Under a conservatorship, the remaining common and preferred shares of Fannie and Freddie would be worth little, and any losses on mortgages they own or guarantee could be paid by taxpayers. A conservatorship would operate much like a pre-packaged bankruptcy, similar to what smaller companies use to clean up their books and then emerge with stronger balance sheets.
The executives were told that the government had been planning to announce the decision as early as Sunday, before the Asian markets reopen, the officials said…
Officials said the participants at the meetings included Mr. Paulson, Ben S. Bernanke, the chairman of the Fed, and James Lockhart, the head of both the old and new agency that regulates the companies. The companies were represented by Daniel H. Mudd, the chief executive of Fannie Mae, and Richard F. Syron, chief executive of Freddie Mac. Also participating was H. Rodgin Cohen, the chairman of the law firm, Sullivan & Cromwell, who was representing Fannie.
Officials and executives briefed on the meetings said that Mr. Mudd and Mr. Syron were told that they would have to leave the companies…..
he meetings reflected the reality that senior administration officials did not believe they could wait for some kind of financial tipping point, as happened with Bear Stearns….
With the possible removal of the top management and the board, it is no longer clear who would appoint new management.
Some interesting tidbits from Bloomberg:
The meetings come a month after Paulson hired Morgan Stanley to advise on any use of taxpayer funds to recapitalize Fannie and Freddie, and before the FHFA [Federal Housing Finance Agency] releases an assessment of their capital….Mudd and Syron must approve of any government intervention under the law, unless the FHFA declares that either firm has insufficient capital.
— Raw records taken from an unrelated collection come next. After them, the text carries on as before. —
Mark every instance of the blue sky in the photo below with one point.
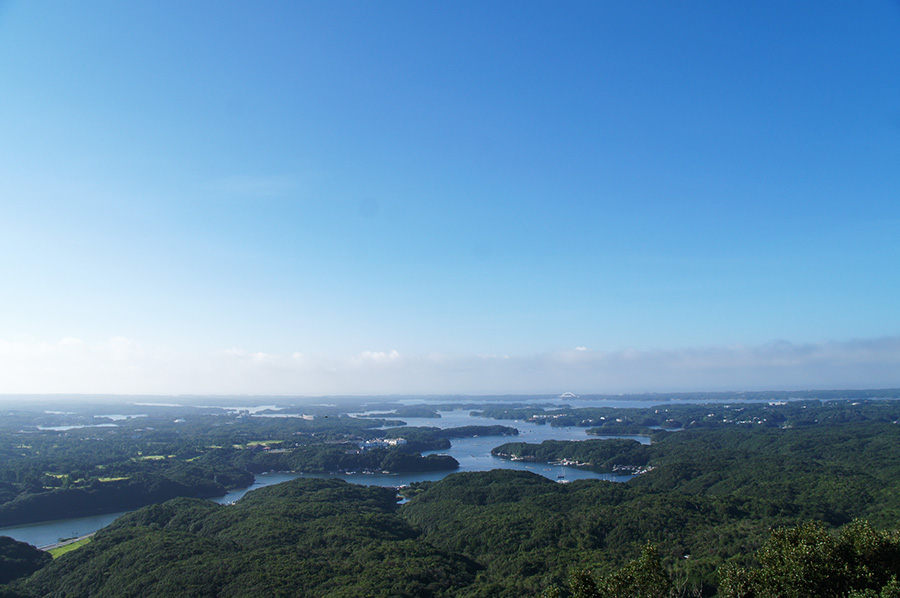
(405, 197)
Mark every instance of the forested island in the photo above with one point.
(782, 498)
(57, 465)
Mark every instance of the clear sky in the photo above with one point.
(313, 198)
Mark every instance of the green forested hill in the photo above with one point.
(302, 538)
(701, 522)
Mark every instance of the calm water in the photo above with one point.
(473, 454)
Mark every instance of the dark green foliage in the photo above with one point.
(18, 559)
(307, 537)
(597, 455)
(809, 561)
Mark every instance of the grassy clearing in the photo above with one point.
(58, 552)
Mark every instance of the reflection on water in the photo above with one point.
(473, 454)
The legislation gave the Treasury the power through the end of next year to extend unlimited credit to or make equity purchases in the firms.
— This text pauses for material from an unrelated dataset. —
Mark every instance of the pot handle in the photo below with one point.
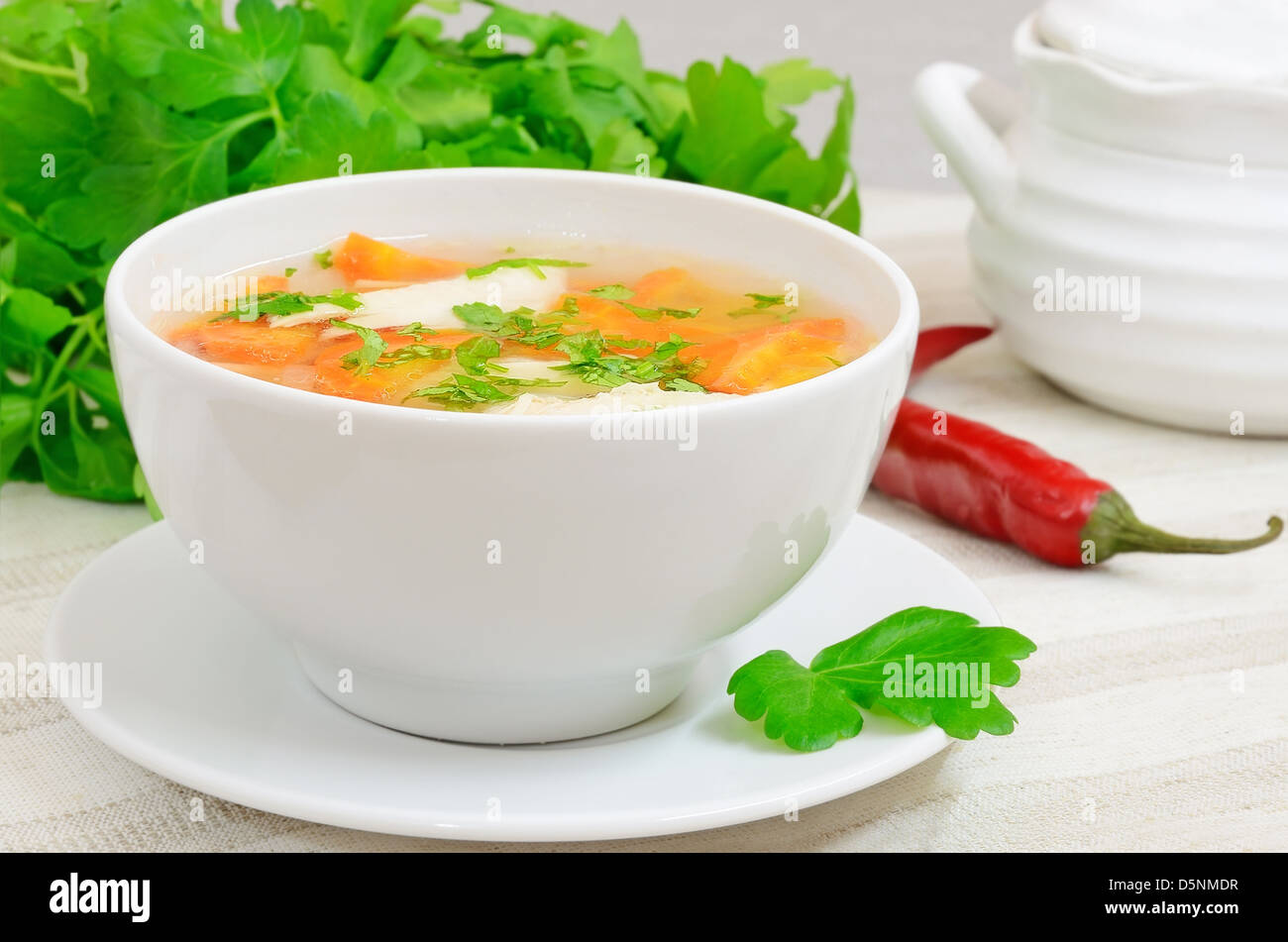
(964, 112)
Given that this meeting with Mudd and Syron appears to have been a one-way communication. it seems likely that there was something due to be released that either gave James Lockhart, the head of FHFA, the smoking gun to intervene, or was sufficiently troubling to run the risk of an adverse market reaction, which would at a minimum raise the GSE’s cost of funding, which is already high enough to create worries that it might interfere with fulfilling their charter.
Update 11:20 PM. This comes via e-mail from James Bianco of Arbor Research:
As of this writing (Friday night, 10:14), it appears no one has a clue as to how the Fannie/Freddie Government bailout is going to work. I guess will have to wait for the now common Sunday night/Monday morning press releases to save the financial system from ruin….If you’re are keeping score at home we had Sunday night/Monday morning “save the world” press releases in August 2007 (cut of the discount rate), December 2007 (TAF), January 2008 (ease 75 bps), March 2008 (Bear) and July 2008 (first Fannie/Freddie rescue) and now September. Anyone want to believe this is the last one (which will be the sixth in 14 months) will be the one that finally works and saves the world?
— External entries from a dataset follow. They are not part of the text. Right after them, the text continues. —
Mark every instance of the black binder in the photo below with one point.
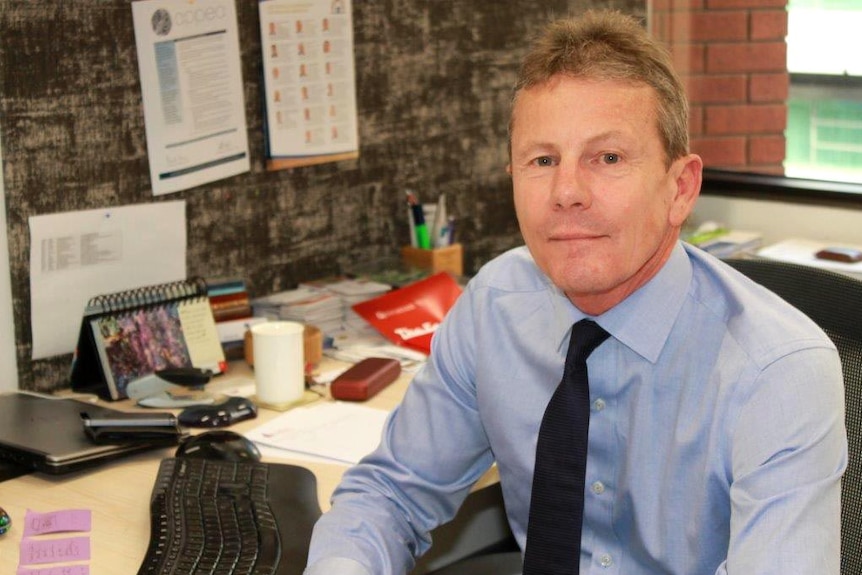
(130, 334)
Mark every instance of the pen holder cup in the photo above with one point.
(447, 259)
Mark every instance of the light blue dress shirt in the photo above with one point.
(716, 443)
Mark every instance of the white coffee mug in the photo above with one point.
(279, 361)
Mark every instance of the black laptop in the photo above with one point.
(46, 434)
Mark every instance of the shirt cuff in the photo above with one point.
(336, 566)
Bianco went further than we did above, and listed what the Times, Wall Street Journal. WaPo, Financial Times, and Bloomberg had to say. No convergence. Nada (looking at Bloomberg, it quoted WaPo on some matters and cited earlier “analyst opinion’).
It’s possible that inconsistent information is being leaked deliberately. The first time I saw that happen on a deal I was close to was on Goldman’s acquisition of commodities trading firm J. Aron. It may be that the powers that be assume they cannot prevent information getting out, and prefer to muddy the waters until an announcement is ready to go.
Update 12:05 AM. A key bit from the Wall Street Journal:
The meetings Friday were in part aimed at getting Messrs. Mudd and Syron to agree to the plan, though their approval was not necessary, these people said.








Bberg and WaPo say dilution of common, no wipe-out of preferred. A happy-feet conservatorship.
Not mentioned in those articles is that zeroing the preferred would tank a number of smaller US banks.